While further capital declines are still occurring, we are now technically past the trough of the European property cycle. The Barings Real Estate team discusses how this is shaping both opportunities and challenges in the asset class.
Economy
- Interest rate adjustments continue to slow the Eurozone economy to a crawl.
- Despite renewed energy price volatility, inflation in the Eurozone continues its steady downward trajectory, but is proving more stubborn in the U.K.
- Dovish comments from the ECB contrast with more hawkish “higher for longer” rhetoric from the Fed.
Property Markets
- While further capital declines are still occurring, we are now technically past the trough of the property cycle.
- Upward yield movements have been indiscriminate to investment fundamentals, with the best sectors and assets seeing the largest negative re-pricing.
- A considerable opportunity has emerged for those with capital to employ for the next property cycle.

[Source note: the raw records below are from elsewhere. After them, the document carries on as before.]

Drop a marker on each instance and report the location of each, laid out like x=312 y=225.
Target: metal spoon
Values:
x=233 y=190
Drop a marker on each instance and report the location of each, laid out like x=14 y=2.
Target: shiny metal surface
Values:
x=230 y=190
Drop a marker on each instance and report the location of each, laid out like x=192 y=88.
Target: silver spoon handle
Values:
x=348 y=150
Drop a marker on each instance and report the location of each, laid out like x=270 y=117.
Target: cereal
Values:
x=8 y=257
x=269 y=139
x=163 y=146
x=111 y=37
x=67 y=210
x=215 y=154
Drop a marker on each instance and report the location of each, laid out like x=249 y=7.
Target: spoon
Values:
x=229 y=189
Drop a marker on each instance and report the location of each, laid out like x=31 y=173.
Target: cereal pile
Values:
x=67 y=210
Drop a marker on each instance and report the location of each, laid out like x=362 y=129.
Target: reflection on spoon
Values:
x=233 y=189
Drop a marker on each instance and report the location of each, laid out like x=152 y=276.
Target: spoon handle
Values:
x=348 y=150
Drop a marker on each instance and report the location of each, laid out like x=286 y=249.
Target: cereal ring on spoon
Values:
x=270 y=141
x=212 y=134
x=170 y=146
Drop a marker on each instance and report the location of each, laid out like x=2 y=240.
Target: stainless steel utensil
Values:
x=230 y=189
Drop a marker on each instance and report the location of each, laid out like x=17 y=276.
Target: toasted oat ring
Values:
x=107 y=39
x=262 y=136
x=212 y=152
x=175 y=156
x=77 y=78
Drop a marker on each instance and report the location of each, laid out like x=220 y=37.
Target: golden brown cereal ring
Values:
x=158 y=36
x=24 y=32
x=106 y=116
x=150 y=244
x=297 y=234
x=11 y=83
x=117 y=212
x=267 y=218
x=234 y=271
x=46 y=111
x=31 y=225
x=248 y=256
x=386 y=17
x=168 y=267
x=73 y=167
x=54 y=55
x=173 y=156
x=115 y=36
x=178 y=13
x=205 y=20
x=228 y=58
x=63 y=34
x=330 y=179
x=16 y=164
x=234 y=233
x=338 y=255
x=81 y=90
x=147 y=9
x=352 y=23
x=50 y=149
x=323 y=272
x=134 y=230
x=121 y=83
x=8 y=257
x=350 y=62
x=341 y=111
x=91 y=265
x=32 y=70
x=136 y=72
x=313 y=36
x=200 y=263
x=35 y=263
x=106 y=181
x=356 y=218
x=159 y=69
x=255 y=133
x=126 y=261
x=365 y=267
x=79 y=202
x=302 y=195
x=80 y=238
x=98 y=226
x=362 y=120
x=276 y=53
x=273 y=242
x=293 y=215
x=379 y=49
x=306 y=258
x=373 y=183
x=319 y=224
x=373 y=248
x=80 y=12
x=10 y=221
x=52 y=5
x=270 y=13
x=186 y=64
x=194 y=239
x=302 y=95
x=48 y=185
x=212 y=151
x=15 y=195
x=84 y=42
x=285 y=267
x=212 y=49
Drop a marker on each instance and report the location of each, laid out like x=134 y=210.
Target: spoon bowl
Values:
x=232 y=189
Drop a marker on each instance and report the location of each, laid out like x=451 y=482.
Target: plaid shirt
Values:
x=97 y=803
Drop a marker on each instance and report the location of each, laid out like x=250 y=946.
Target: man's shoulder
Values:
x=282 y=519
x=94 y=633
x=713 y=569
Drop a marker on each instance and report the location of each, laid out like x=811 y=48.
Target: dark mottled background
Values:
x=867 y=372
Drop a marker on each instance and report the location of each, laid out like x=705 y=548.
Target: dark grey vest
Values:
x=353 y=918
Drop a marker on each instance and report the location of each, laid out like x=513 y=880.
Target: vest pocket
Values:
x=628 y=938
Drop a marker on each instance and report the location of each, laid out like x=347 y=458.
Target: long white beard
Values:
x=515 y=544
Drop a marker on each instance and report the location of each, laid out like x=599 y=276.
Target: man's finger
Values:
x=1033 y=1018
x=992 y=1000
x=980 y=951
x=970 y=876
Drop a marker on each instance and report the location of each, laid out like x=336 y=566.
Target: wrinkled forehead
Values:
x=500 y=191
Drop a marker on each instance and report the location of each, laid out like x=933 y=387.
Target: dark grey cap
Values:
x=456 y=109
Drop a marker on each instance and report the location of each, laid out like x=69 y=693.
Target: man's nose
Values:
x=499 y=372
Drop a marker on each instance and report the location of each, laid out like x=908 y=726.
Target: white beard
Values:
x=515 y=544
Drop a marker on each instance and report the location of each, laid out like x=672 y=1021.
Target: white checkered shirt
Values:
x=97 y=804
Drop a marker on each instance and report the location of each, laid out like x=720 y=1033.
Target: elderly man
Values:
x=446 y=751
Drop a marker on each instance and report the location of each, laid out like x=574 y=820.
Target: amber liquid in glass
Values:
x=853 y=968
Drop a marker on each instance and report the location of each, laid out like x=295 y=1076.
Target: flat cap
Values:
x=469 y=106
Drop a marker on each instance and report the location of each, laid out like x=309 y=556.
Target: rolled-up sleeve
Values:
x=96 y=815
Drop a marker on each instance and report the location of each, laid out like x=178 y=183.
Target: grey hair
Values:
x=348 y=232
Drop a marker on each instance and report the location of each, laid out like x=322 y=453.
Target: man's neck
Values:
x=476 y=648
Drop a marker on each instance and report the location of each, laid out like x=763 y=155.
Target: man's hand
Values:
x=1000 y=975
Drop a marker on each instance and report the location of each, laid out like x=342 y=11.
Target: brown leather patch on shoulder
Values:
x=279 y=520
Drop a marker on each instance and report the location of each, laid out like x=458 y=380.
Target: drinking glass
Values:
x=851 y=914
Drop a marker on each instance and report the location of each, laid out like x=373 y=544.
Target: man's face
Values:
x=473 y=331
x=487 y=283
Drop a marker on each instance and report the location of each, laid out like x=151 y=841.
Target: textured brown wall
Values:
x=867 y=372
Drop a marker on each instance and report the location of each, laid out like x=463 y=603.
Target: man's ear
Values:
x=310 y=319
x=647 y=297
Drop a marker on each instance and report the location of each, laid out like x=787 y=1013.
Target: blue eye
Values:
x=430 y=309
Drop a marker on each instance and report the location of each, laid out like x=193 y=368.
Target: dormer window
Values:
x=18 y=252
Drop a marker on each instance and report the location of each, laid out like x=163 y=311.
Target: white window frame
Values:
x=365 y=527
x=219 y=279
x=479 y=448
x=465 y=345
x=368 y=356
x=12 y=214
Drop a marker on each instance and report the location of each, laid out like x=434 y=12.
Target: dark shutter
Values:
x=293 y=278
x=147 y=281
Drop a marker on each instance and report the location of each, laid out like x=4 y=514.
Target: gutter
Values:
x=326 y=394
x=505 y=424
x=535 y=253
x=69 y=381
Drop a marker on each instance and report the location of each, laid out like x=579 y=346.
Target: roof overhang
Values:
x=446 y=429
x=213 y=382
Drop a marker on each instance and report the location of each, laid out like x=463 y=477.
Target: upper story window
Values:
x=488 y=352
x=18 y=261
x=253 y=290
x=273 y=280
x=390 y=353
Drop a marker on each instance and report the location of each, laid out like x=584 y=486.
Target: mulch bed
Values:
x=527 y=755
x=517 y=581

- A deeper second leg to the correction would likely require interest rates to remain elevated for a very prolonged period or ratchet up even higher.
- Offices: CEOs have strong aspirations to get employees back to the office, but this won’t solve Europe’s rising office obsolescence problem.
- Retail: Steady retail vacancy in the first half of 2023, although the rate will likely rise as further store/portfolio rationalizations appear inevitable.
- Industrial: Ongoing supportive industrial market fundamentals will likely drive future positive rental growth performance, albeit at a more moderate pace.
- Residential: Rental property shortages are unlikely to ease, new schemes are being delayed, and higher mortgage rates are locking out would-be buyers; rental growth prospects remain strong.